Ahead, the food court opens up—a wide, dark cavern of empty tables and chairs stacked on counters. The skylights here are bigger, the gray dawn stronger. I can see his flashlight beam cutting arcs behind me as I weave between tables, knocking a chair sideways, buying noise and distance.

I need time. Cole needs to get his two down first, Everly needs to confirm she’s in position, and then the walkie needs to do its job. Until then, I stall.

I duck behind the counter of what used to be a sandwich place. Crouch down. Listen to the leader’s footsteps slow as he enters the food court—careful now, no longer chasing but hunting. The beam sweeps in long arcs.

“I know you’re in here,” he says. Calm. Almost conversational.
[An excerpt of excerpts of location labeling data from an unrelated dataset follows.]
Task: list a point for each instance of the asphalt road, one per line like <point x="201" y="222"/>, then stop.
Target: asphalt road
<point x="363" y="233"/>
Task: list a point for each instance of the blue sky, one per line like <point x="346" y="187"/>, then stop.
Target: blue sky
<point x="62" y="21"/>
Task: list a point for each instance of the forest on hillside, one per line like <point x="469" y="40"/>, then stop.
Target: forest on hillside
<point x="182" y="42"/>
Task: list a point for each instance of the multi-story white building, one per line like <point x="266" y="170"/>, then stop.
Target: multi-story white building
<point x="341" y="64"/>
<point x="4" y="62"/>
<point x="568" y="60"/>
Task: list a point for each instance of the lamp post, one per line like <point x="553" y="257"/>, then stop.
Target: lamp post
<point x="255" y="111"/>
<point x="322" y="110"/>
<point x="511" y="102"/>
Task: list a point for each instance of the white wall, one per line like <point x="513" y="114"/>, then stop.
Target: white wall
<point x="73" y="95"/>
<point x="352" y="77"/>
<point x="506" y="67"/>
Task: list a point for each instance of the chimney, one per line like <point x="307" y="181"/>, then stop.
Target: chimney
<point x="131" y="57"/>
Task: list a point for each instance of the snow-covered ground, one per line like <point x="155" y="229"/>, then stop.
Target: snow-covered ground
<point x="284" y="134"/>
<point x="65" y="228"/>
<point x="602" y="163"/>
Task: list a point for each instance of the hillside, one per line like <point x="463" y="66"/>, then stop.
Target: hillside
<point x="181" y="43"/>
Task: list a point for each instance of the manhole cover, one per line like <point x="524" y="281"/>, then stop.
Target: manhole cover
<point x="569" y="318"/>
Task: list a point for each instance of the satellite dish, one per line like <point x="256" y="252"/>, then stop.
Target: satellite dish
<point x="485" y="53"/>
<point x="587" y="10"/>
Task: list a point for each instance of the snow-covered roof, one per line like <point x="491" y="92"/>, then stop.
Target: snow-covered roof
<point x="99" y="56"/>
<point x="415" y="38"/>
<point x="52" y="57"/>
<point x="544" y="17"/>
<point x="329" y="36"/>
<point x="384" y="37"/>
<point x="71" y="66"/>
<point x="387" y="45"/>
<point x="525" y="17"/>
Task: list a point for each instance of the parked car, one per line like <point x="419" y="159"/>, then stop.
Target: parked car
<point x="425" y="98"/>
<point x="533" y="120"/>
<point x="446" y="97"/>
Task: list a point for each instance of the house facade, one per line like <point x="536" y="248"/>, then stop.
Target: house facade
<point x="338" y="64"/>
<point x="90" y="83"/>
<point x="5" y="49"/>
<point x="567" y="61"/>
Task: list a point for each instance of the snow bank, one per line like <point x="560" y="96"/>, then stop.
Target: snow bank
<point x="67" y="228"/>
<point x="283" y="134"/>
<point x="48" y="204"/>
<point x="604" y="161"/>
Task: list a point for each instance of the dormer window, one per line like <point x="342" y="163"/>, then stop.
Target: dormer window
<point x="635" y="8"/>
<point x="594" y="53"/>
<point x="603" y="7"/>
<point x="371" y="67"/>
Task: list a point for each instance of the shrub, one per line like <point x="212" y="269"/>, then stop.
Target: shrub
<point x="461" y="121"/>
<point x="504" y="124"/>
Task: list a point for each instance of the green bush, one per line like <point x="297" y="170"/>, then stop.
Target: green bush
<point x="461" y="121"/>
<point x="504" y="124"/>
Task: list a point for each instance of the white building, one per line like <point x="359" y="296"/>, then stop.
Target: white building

I say nothing. I count seconds. Somewhere across the mall, Cole is either pulling off the plan of his life or discovering personally what three hundred pounds of hockey equipment feels like landing on a person.

Come on, Thompson.

The leader moves closer. Table by table. His footsteps a hush on the linoleum. I try to stifle my breath—my lungs are burning. I’ve got maybe thirty seconds before he finds me, and I don’t want to find out what happens when he does.

Twenty seconds.

Fifteen.

The walkie crackles.

Cole’s voice—breathless, triumphant, exactly the voice of a man who just watched an avalanche of rental skates and helmets bury two people. “Two down. I zip-tied them myself. Heading back to Everly at the office. E, you copy?”

A beat. Then Everly’s voice, clear and professional. “Copy. I’m in the service corridor. Ready for you, C.”

The walkie is clipped to my jacket. Volume low. But in the dead silence of the food court, in the dark, with a man standing eight feet away, it’s not low enough.